Table 2: International resources available for emergencies.

In search of the necessary cooperation

Using conservative calculations, we estimate that Venezuela could dispose of approximately a quarter of dividends withheld in joint ventures, all the IMF’s IFR resources, and half of the losses resulting from discounts on its oil. This would imply the availability of USD 6.7 billion to attend the current emergency. This funds would be more than enough to finance a transfer program such as the one indicated above, as well as a plan to acquire the equipment and medical supplies necessary to attend to the emergency.

None of these measures is possible, however, in the absence of a political agreement between the parties. It is highly unlikely that any multilateral entity will decide to lend resources to Venezuela without these loans being endorsed by the National Assembly. In the same way, access to the resources available in accounts abroad requires in the cases of joint ventures the acceptance of the United States to authorize blocked transactions as a result of past executive orders (in the case of CITGO resources, it would also be necessary to seek the approval of creditors). The approval of a general license with a humanitarian exception to the restriction on the purchase of Venezuelan oil would also be necessary to reduce the discount to which Venezuelan oil is placed today.

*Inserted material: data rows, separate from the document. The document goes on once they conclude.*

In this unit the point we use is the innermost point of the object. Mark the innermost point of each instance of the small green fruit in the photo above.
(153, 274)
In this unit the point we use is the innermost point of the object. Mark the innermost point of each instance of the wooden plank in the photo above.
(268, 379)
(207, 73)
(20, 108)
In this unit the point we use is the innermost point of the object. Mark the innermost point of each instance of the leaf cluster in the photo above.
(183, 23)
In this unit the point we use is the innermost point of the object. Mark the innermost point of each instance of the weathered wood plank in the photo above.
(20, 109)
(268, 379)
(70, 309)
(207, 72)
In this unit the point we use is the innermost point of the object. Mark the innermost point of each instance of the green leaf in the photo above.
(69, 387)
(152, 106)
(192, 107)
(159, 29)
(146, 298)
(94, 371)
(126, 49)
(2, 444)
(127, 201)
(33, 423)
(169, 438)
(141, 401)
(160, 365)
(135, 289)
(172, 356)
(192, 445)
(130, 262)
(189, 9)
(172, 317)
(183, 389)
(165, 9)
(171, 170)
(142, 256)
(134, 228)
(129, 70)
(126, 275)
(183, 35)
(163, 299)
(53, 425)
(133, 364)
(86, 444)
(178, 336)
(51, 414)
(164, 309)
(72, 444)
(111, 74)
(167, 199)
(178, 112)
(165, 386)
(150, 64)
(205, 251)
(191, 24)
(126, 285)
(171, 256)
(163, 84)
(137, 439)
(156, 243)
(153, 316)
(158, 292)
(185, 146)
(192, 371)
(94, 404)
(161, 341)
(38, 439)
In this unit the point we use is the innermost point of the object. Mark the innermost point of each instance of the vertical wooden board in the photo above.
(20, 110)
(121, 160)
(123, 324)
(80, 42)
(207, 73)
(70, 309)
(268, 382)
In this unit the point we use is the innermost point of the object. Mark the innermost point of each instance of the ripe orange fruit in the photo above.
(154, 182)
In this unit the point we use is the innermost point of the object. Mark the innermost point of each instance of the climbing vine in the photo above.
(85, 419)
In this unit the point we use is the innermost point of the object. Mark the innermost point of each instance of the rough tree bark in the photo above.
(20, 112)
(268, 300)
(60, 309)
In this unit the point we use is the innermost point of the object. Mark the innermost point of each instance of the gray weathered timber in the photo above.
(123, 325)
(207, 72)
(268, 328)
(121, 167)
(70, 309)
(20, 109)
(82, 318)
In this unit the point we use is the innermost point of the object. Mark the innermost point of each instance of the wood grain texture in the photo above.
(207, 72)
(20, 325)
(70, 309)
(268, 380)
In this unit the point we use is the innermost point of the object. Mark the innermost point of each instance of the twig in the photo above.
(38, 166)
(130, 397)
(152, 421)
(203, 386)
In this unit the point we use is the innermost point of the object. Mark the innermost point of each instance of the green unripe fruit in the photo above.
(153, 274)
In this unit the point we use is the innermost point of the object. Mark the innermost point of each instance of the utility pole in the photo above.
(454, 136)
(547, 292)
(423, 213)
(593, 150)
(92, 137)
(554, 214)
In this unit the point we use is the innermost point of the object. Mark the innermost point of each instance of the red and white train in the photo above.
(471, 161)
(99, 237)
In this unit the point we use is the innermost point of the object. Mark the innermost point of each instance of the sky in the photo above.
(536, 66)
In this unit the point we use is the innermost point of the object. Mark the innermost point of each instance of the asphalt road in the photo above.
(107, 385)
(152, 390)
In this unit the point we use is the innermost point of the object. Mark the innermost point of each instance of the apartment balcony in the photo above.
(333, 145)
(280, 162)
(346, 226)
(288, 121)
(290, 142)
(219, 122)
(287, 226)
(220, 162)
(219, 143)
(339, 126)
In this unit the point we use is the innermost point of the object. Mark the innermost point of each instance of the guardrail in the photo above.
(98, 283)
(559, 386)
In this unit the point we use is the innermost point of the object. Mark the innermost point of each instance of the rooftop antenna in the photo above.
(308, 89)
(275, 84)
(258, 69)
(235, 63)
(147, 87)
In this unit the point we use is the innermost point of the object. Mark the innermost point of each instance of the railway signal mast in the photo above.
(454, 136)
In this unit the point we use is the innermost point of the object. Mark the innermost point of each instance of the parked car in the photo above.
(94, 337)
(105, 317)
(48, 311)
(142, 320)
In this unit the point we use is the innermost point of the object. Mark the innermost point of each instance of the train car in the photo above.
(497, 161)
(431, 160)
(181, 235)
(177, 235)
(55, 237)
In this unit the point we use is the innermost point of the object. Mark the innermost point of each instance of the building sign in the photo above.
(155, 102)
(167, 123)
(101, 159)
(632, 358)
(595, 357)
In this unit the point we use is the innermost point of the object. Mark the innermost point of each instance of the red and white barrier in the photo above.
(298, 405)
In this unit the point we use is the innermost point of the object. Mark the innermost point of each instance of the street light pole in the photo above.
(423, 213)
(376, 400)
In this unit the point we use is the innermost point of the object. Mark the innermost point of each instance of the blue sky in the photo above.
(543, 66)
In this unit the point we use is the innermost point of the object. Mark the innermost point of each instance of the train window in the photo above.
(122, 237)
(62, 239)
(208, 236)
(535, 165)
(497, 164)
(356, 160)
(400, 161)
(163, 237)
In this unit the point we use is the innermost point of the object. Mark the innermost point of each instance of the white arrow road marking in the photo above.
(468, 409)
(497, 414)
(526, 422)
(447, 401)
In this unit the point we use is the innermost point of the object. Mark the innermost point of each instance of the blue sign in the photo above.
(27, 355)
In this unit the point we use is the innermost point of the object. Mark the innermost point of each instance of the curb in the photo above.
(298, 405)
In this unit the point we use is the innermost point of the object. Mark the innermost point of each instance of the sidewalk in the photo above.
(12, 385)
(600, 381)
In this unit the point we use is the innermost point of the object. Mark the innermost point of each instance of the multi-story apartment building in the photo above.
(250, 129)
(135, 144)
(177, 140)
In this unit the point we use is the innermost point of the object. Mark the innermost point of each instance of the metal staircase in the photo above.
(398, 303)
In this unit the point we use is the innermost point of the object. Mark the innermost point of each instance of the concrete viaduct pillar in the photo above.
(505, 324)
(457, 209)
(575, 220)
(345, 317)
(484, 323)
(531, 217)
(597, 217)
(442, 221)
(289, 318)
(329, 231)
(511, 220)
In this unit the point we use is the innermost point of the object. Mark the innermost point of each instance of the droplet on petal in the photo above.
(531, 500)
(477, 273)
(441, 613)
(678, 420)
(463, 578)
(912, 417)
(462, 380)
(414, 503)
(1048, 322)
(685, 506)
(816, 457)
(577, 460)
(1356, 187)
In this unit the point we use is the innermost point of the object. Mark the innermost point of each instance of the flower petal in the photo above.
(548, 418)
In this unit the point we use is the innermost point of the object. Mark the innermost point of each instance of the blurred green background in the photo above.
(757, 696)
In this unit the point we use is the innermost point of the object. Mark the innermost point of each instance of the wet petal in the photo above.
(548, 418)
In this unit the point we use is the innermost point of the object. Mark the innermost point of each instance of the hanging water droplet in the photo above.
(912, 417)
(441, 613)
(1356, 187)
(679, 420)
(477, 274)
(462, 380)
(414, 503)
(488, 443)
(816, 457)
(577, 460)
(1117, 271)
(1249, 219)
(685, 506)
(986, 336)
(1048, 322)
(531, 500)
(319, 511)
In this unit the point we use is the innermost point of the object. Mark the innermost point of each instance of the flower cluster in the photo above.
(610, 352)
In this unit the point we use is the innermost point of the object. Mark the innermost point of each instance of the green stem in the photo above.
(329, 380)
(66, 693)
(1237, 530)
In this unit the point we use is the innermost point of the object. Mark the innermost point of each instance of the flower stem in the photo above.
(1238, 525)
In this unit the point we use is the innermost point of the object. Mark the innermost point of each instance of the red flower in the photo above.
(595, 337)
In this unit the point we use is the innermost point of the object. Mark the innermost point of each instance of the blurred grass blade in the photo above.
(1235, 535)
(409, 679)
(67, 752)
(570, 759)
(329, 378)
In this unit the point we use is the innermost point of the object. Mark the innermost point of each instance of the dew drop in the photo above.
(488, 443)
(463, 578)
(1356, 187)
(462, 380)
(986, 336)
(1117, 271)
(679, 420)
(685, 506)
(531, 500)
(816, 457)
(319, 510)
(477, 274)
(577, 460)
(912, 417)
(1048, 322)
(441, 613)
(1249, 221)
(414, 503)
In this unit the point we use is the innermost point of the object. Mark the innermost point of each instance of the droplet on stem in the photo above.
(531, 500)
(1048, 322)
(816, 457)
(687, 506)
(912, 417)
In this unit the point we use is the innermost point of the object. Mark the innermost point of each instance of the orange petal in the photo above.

It is to be expected that the Juan Guaidó administration, like the United States government, will demand conditions on the use of these revenues, to ensure that they are directed to the attention of the health emergency. Precisely the design of this type of mechanism has been one of the research focuses of the Oil for Venezuela Foundation that I lead. They include the appointment of professional and depoliticized supervisory boards by mutual agreement between the parties, administrative and supervisory role for international organizations such as the United Nations, and prior and subsequent control by the National Assembly.

The achievement of sectoral political agreements that allow addressing specific problems of Venezuelans and protects them from the collateral effects of the political crisis takes on a new urgency today. Faced with a direct threat to the lives of millions of Venezuelans, we have a responsibility to call for a truce to confront a real enemy. The future will judge the political leaders of our time for their ability to put aside their differences and join efforts to face a threat to everyone’s life. Uniting to combat the pandemic does not in any way imply setting aside  valid grievances, let alone accepting the legitimacy of the opponent. It means affirming our will to save Venezuelan lives.

Notes

  1. On March 17, the Nicolás Maduro administration announced that it had requested access to this instrument in the order of $ 5 billion. https://twitter.com/jaarreaza/status/1239977222271893504?s=08. The figure estimated by us corresponds to access in one year. In contrast, the government figure is the figure of total availability over several years in the event of a fall of more than 20% in terms of trade.